Wednesday, November 6, 2013

There has always been dictators throughout history who sought world domination.  Many like Hitler or Napoleon got their wish.  Our newest world leaders seem to be having much success these days too.  The only difference is that the newest ones are seeking world dominance through commerce, money, wealth more than conquering people or land masses.  But in order to get so wealthy,  they are using people all over the world in their lands.  I guess not very different after all.

He is the richest man in Japan.  In less than thirty years he has gone from one store to 1,200 stores in 12 countries around the world.  His business is the 4th largest fashion retailer in the world even if you never heard of UNI QLO before.  His employees are trained like an army to say the same things and to fold stacks of clothes within a minute.  Somehow, he gets employees to do it all his way.  Don’t feel stupid if you don’t recognize UNI QLO, there are only seven stores in the United States so far.

The Tokyo based company wants 200 stores here real soon.  It is all part of UNI QLO’s plan to take over the world.  The outspoken projection is to seek 50 Billion dollars in sales by the year 2020.  Does that mean that all women will be wearing all the same clothes from all the same stores world wide?  Ugh. It is bad enough that food giants have taken us over with what we eat world wide already.

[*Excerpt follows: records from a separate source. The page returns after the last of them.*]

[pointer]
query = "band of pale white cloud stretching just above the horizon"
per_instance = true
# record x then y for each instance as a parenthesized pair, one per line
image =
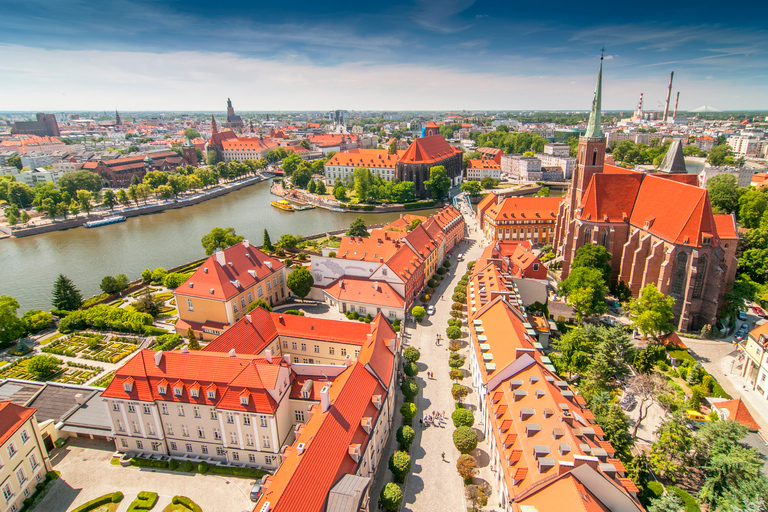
(56, 80)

The company takes pride in it’s reputation for design and Japanese service. Their goal is to be the number one retailer in the world within a few years from now.  Visit their San Francisco store and it feel more like a fashion design display place than a store.  They discourage you from trying on lots of clothes for different colors.  They have a led screen like a mirror you can stand in front of and by touching the image, your jacket will appear in many different colors on you  without you having to try them all on.

It is an example of shopping there is not what you would expect.  Simon Collins is Dean of Fashion at Parsons New School for design and he has grown to like the place because you can buy a discounted shirt there but they will still make you feel like you just bought a one of a kind designer garment.  The customer service is great..  They care how the staff looks and care about your experience shopping there.       

About 70%  percent of an   employee’s shift is spent folding.  They are timed and tested to do it as neatly and quickly as possible.  Would a lazy American employee even try that?  I doubt it. Employees even have a coach to train them how to smile.  I always thought that a smile was a reaction to some kind of pleasurable experience not a trained activity.  This place creeps me out already.

The company big shots agree that it is micro-management taken very far but they stand by their policies because it is all about control.  They can control the many people that are out there lined up for a job or they do not have a job but they can not control the customer, they can only do their best to make each and every customer feel good when they enter their store.  The company started in 1984 when Tadashi Yanai took  his father’s clothing shop in Hiroshima.   He originally called it Unique Clothing Warehouse and later shortened it to Uni 

So in the past seven years the Chairman, President and CEO and son of a father who owned one store became the biggest brand because he aimed high one bright color, one crisp fold and one polite smile at a time.